We are now in the home stretch for early voting in the race for Atlanta's next mayor. More than 11,000 people have already cast their ballots, but many more are still waiting.

Early voting ends Friday and the official day for the general election is Nov. 7.

CBS46 spoke with Vincent Fort, who's not one of the money leaders, but in third place, according to the latest independent poll.

A protest in Atlanta isn't a protest until Fort gets there.

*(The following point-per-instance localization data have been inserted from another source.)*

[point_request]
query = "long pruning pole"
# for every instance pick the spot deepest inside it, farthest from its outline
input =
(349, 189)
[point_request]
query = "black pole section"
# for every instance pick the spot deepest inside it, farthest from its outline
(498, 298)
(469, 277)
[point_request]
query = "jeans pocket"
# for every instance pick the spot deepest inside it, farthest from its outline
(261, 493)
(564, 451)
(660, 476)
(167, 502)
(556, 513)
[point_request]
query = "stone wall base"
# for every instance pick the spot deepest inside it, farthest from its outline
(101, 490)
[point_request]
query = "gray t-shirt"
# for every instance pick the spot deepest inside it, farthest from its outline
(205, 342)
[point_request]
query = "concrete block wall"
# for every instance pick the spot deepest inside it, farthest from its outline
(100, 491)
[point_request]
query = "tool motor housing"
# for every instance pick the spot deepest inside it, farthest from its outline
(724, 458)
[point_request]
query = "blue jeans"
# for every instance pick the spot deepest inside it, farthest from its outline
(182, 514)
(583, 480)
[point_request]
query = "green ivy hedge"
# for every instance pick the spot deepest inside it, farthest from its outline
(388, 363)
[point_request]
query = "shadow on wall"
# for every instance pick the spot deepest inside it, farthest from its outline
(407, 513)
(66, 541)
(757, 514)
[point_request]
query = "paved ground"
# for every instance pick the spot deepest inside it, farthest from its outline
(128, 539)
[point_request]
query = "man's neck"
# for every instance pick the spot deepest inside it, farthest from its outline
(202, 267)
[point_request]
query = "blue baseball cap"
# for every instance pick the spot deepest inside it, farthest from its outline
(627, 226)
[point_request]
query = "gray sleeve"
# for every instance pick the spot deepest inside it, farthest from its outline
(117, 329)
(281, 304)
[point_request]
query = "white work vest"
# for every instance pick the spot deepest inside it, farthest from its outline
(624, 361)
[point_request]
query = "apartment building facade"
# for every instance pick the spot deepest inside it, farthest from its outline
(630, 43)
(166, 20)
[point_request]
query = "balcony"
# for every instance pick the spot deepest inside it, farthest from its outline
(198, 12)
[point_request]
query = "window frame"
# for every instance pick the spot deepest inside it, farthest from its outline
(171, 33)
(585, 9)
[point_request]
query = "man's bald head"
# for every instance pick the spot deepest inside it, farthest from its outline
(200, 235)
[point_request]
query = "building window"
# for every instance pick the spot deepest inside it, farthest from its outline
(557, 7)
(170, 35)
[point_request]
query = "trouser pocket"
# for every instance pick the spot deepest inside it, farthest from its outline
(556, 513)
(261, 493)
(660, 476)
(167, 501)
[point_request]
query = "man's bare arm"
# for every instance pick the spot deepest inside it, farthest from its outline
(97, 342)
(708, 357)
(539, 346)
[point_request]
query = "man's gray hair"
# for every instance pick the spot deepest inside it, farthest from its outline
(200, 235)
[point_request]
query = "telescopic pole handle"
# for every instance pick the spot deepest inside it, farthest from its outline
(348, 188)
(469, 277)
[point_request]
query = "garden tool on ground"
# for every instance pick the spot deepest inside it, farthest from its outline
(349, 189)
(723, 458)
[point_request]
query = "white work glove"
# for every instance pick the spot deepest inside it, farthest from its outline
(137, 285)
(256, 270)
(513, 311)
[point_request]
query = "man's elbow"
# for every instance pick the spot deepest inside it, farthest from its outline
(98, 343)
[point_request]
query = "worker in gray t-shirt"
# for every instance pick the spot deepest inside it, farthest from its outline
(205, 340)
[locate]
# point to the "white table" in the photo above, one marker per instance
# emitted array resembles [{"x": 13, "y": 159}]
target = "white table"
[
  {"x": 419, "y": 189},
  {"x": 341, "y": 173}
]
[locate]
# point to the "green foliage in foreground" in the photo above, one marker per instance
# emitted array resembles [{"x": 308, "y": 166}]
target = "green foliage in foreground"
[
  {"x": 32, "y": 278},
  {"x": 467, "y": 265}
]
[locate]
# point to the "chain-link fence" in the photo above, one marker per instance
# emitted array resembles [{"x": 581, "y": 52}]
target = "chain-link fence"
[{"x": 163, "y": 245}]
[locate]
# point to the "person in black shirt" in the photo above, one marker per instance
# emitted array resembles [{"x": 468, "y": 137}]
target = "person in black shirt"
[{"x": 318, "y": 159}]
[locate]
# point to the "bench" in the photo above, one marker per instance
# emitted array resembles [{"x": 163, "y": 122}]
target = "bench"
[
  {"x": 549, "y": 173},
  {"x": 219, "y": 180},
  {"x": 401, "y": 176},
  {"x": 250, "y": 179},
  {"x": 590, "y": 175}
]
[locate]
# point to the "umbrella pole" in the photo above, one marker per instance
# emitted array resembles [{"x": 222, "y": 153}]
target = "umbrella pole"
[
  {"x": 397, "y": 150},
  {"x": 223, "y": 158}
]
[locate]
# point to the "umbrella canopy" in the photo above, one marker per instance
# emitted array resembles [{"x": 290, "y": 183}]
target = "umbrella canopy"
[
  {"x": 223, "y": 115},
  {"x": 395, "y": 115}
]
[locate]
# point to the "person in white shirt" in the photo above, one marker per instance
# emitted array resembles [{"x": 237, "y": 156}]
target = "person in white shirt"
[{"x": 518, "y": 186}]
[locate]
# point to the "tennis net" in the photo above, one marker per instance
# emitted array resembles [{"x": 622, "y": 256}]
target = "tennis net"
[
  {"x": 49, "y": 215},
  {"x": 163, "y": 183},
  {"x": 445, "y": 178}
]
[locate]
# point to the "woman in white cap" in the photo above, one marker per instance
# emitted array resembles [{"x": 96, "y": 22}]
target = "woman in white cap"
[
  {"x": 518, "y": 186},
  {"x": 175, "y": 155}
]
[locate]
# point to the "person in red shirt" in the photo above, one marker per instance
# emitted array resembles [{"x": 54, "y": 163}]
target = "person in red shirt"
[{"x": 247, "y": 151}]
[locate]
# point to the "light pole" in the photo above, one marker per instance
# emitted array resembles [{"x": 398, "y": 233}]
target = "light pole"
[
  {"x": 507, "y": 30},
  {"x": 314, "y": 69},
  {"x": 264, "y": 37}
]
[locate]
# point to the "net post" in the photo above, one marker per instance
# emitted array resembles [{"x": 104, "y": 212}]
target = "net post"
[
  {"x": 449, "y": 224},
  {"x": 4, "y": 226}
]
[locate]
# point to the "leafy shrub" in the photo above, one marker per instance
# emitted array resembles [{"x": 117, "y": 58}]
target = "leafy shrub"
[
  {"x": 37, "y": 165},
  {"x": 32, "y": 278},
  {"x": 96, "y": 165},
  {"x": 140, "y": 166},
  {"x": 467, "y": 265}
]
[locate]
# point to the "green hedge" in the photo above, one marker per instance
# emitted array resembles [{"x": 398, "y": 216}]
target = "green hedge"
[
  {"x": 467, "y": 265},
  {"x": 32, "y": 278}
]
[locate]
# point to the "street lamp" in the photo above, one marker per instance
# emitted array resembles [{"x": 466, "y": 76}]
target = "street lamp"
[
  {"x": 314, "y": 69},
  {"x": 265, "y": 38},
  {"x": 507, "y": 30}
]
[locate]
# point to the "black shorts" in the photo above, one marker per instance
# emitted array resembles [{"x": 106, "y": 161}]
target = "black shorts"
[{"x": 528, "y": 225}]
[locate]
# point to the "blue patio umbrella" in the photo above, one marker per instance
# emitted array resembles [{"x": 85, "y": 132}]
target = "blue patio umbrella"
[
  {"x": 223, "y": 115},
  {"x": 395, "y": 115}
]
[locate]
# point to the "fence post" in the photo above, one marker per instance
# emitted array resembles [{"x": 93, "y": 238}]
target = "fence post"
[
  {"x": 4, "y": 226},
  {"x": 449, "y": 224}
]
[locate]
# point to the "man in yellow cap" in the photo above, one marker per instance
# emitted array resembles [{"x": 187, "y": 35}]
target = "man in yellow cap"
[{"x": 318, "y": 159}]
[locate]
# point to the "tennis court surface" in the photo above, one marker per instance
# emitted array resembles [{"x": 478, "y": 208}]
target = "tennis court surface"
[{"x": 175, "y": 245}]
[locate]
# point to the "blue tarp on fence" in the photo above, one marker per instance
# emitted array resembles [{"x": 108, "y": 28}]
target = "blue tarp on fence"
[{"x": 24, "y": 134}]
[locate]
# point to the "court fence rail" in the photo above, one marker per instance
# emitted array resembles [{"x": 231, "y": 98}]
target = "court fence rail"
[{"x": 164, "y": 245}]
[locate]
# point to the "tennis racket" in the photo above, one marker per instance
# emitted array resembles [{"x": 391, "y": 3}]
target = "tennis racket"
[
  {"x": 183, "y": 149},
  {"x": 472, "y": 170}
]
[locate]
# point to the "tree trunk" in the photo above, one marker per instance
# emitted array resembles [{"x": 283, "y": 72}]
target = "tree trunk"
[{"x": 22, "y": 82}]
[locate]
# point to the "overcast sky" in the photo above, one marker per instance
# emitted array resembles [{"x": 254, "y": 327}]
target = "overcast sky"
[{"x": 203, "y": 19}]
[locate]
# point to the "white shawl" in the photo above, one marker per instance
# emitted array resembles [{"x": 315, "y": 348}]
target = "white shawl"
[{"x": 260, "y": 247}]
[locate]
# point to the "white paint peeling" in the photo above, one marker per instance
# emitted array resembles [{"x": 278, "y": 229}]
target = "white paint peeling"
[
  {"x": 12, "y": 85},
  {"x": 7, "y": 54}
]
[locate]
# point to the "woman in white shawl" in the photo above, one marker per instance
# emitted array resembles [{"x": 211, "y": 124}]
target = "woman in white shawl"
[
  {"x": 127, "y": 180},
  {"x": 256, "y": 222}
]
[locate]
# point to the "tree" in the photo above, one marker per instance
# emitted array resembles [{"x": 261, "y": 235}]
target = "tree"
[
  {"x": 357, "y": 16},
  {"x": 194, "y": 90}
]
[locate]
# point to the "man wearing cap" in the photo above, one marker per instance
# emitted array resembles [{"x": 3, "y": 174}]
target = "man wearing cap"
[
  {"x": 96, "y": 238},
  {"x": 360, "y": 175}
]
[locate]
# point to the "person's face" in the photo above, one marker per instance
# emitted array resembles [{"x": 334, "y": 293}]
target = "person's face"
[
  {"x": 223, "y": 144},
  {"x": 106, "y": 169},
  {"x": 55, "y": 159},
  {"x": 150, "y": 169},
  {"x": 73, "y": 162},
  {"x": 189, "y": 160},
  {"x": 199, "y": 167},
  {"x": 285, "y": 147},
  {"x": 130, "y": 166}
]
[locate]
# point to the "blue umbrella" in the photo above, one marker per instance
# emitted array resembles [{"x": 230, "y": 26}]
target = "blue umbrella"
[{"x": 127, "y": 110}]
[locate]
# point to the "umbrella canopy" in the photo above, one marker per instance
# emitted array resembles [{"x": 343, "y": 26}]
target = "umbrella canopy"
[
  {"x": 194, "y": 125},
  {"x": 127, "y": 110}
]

No one running for mayor can take it to the street quite like he can.

"As mayor, I may not be on the picket line a lot, but our principles are going to remain the same," says Fort.

And those pretty much include sticking it to the man, even if he's elected to be the man.

"I think Atlanta wants somebody who's ready to fight for regular people, as opposed to protecting the vested interest of the few," says Fort. "I'm fighting for the 99 percent."

Fort has long been a thorn in the side of city hall and what he sees as its cozy relationship with the rich and powerful.

"If I was concerned about what millionaires and billionaires through about me, I would never have gotten in this race," says Fort. "But I'm in this race now, we're getting a great response from across the city, black, white, old and in between."

He says ending his long run as state senator was worth the run for mayor, where he believes he can get more done and faster.

"Fighting against gentrification, fighting for two years of tuition-free college, fighting to get guns off the street," says Fort.

In September, former presidential candidate Bernie Sanders came to Atlanta to campaign for Fort, and Fort also won the endorsement of dozens of Atlanta's black clergy members. The church leaders represent 50,000 potential voters who already know Fort, and also know that it is unwise for the other candidates to underestimate him.

Fort calls his campaign a "movement," and with a solid endorsement from Sanders, he hopes he can duplicate other victories by progressive candidates in the south.